Op medische gronden is er een strikte scheiding tussen deze twee opties aan het eind van het leven. Voor palliatieve sedatie is de belangrijkste indicatie het feit dat de patiënt een maximale levensverwachting van twee weken heeft én er sprake is van symptomen die niet op andere wijze te bestrijden zijn. Bij euthanasie daarentegen is het niet nodig dat de patiënt in de stervensfase verkeert, maar verzoekt om levensbeëindiging vanwege ondraaglijk en uitzichtloos lijden.
Het overlijdensaandeel door palliatieve sedatie stijgt disproportioneel (sterfgevallenonderzoek: 2005: 8,2 procent en 2010: 12,5 procent). Dit noem ik disproportioneel, omdat toch niet verondersteld kan worden dat in die vijf jaar het aantal mensen dat hiervoor in aanmerking komt zo sterk gestegen is, terwijl de palliatieve zorg in diezelfde tijd kwalitatief zo sterk verbeterd is. Het lijkt er op dat artsen de palliatieve sedatie als achterdeur voor euthanasie gebruiken.

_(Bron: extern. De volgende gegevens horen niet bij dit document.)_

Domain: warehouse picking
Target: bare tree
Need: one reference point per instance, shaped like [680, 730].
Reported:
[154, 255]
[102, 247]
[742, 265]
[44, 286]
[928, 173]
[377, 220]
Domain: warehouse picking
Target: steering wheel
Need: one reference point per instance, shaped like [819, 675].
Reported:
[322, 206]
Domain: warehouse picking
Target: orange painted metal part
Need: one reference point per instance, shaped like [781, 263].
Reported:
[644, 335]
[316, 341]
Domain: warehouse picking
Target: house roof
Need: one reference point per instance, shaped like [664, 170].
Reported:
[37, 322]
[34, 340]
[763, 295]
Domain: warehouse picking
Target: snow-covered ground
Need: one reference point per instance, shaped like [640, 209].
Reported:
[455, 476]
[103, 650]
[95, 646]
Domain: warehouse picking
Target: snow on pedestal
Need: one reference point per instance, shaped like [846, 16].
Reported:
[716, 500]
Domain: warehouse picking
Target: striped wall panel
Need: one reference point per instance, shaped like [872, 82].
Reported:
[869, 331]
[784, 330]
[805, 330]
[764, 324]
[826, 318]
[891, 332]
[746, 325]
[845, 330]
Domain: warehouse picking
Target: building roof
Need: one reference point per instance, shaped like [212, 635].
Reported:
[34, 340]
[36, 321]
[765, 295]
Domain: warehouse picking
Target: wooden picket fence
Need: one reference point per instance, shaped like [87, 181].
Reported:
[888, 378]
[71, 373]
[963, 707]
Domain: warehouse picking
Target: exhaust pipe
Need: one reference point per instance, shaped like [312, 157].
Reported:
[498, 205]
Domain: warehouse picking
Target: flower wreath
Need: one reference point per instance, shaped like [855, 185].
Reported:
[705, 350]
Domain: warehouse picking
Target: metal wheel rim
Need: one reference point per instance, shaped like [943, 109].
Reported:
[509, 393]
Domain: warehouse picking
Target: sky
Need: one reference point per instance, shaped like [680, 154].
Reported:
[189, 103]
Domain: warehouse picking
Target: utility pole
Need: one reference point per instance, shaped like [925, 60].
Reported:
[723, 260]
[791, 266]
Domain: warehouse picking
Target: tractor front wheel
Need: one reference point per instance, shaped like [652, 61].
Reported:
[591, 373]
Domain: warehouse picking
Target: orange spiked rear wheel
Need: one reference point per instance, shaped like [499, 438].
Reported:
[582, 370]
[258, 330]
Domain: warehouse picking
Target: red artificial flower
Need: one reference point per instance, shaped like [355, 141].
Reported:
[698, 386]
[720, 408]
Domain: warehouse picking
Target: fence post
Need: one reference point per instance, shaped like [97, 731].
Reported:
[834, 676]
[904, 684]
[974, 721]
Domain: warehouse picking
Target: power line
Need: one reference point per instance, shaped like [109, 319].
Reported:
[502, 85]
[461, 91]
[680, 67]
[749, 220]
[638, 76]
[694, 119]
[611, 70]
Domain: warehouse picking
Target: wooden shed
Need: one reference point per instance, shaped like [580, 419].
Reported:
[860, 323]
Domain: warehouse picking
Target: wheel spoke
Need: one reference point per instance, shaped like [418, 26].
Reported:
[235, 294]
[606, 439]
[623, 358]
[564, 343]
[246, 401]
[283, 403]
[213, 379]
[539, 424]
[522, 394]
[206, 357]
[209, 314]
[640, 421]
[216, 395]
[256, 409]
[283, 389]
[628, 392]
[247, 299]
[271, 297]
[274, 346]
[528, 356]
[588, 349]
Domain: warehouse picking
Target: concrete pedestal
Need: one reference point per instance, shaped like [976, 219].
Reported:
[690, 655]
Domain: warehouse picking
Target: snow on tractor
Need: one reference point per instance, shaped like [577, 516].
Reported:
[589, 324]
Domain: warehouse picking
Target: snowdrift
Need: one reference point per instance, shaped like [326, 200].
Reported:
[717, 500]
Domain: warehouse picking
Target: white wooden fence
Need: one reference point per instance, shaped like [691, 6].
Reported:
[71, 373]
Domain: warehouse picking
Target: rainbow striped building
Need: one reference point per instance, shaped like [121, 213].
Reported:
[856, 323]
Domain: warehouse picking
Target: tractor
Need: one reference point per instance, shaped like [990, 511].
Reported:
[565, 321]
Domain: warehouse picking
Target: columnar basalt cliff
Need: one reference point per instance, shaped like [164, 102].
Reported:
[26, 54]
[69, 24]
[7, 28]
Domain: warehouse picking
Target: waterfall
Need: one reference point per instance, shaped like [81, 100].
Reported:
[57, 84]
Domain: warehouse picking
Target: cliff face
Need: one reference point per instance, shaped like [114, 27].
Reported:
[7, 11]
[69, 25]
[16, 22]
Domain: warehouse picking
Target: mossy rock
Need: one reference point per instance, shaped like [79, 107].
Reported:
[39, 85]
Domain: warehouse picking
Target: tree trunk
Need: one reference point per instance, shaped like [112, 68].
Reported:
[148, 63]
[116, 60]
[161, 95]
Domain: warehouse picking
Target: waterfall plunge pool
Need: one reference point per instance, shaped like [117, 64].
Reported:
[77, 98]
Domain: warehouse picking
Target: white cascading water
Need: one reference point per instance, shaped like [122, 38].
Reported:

Artsen vinden het soms moeilijk om euthanasie uit te voeren, vooral als het niet-terminale patiënten betreft. Maar de vraag is of zij zich voldoende realiseren dat geen mens lichtzinnig vraagt om zijn levenseinde en geen arts verplicht is om de euthanasie uit te voeren.
Palliatieve sedatie is één van de mogelijkheden voor het verlichten van het lijden in de laatste stervensfase, maar laten we wel duidelijk houden dat het geen alternatief is voor euthanasie.